E além de levar em conta a situação política da cidade, é preciso pensar além. Em 2026, o Brasil terá novamente eleições gerais sob forte tensão. Uma capital tomada pela extrema direita pode representar em um segundo momento o governo do Estado nas mesmas circunstâncias, com todo aparato da segurança pública incluso e toda uma floresta para ser destruída no caminho. De quebra, a eleição de dois senadores da mesma vertente política pode ter resultados imprevisíveis para o país nos oito anos seguintes.

Se por um lado é certo de que os atuais candidatos a prefeito de Manaus individualmente se equivalem, o contexto de cada um não exatamente. Um político apoiado diretamente por Bolsonaro, da mesma legenda e com uma devoção quase apostólica a ele a ponto de fazê-lo votar contra os interesses dos seus próprios conterrâneos parece representar uma ameaça maior.

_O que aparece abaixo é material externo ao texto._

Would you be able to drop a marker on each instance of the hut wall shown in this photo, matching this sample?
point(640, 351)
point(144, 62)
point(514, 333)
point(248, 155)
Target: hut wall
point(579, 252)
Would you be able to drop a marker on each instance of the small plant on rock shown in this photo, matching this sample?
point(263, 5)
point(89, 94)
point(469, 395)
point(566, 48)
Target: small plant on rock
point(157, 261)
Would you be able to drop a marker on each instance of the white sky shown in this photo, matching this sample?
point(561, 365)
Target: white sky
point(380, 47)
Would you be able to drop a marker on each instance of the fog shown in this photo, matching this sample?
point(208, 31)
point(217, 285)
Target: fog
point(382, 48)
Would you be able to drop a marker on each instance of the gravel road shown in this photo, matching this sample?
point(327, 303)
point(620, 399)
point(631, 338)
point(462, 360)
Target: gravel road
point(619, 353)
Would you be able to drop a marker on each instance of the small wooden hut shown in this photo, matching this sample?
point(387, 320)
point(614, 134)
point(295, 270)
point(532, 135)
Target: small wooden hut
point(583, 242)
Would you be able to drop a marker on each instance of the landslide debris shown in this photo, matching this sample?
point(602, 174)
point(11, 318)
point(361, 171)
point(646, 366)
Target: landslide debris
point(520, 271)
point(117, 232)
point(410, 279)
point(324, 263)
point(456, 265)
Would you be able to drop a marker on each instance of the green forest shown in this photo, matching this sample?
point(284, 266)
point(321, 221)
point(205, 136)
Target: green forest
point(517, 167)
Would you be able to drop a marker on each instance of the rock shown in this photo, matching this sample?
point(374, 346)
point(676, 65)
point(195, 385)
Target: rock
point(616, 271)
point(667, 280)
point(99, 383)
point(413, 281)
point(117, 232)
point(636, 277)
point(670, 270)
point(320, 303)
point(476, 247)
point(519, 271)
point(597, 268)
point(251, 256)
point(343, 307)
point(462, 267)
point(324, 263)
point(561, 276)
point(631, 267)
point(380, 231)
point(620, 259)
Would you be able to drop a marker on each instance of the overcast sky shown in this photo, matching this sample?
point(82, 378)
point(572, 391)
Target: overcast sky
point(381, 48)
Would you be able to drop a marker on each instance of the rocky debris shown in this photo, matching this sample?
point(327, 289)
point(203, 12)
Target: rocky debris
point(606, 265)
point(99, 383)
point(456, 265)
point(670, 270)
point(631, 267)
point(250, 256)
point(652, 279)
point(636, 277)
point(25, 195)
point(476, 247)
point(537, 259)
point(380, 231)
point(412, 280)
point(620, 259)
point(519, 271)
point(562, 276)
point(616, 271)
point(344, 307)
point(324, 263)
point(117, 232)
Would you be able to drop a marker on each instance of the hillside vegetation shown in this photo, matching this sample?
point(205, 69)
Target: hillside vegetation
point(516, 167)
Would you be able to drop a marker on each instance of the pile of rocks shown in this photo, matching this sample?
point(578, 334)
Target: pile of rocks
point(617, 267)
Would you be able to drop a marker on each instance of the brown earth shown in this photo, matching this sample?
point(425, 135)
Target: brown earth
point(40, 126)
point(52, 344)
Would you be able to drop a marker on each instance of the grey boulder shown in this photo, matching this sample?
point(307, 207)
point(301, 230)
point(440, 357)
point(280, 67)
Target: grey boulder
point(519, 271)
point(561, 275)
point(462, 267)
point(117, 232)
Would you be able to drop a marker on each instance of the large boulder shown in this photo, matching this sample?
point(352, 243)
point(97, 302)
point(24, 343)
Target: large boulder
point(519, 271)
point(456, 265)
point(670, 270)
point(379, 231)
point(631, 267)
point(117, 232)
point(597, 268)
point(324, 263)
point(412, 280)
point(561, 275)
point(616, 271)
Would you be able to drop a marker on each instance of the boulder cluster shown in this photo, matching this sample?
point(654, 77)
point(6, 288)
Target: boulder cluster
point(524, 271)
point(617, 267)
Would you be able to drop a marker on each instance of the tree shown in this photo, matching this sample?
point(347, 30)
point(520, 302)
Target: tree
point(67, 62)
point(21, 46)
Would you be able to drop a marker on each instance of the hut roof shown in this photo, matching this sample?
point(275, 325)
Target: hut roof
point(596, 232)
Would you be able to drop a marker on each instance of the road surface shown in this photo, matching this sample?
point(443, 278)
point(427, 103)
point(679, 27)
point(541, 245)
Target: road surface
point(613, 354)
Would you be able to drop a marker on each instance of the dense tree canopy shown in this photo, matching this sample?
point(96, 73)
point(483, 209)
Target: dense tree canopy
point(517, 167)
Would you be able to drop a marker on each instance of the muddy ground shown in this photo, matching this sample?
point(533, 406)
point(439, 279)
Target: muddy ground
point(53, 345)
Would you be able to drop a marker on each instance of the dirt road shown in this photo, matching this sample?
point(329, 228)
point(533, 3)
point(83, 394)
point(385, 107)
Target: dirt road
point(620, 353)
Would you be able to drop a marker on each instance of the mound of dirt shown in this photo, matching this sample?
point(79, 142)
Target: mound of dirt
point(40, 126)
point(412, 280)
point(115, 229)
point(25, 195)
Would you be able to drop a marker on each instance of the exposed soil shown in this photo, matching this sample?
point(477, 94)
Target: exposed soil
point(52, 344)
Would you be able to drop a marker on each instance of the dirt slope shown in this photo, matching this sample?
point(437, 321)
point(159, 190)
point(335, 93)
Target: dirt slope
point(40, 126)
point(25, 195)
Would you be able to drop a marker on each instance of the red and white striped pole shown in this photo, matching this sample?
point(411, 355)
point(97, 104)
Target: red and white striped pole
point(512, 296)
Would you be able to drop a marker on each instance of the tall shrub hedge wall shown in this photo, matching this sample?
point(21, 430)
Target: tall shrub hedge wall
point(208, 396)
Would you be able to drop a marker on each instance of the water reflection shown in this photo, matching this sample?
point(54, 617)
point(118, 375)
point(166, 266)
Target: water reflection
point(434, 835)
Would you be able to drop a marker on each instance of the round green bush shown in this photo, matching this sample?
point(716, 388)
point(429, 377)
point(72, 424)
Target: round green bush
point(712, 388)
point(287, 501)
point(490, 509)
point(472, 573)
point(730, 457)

Por outro lado, o comportamento subserviente de David Almeida ao longo de sua gestão ao mesmo Bolsonaro nos faz acreditar que, estivesse ele na Câmara, faria a mesma coisa.

A definição do prefeito da maior cidade da Amazônia acontecerá em meio à uma crise climática sem precedentes, com a capital vivenciado alguns dos piores indicadores sociais do país e tendo a certeza de que terá um gestor despreparado para esses desafios nos próximos quatro anos. A triste constatação é que a eleição de Manaus virou uma autêntica escolha de Sofia*.

*”A escolha de Sofia” é uma expressão que invoca a imposição de se tomar uma decisão difícil sob pressão e enorme sacrifício pessoal, como a vista no filme homônimo de 1982 que valeu a Meryl Streep o Oscar de melhor atriz. A trama dirigida por Alan J. Pakula, a partir do romance de William Styron, conta a história de Sofia, uma polonesa que, sob acusação de contrabando, é presa com seus dois filhos pequenos, um menino e uma menina, no campo de concentração de Auschwitz durante a II Guerra. Um sádico oficial nazista dá a ela a opção de salvar apenas uma das crianças da execução, ou ambas morrerão, obrigando-a à terrível decisão.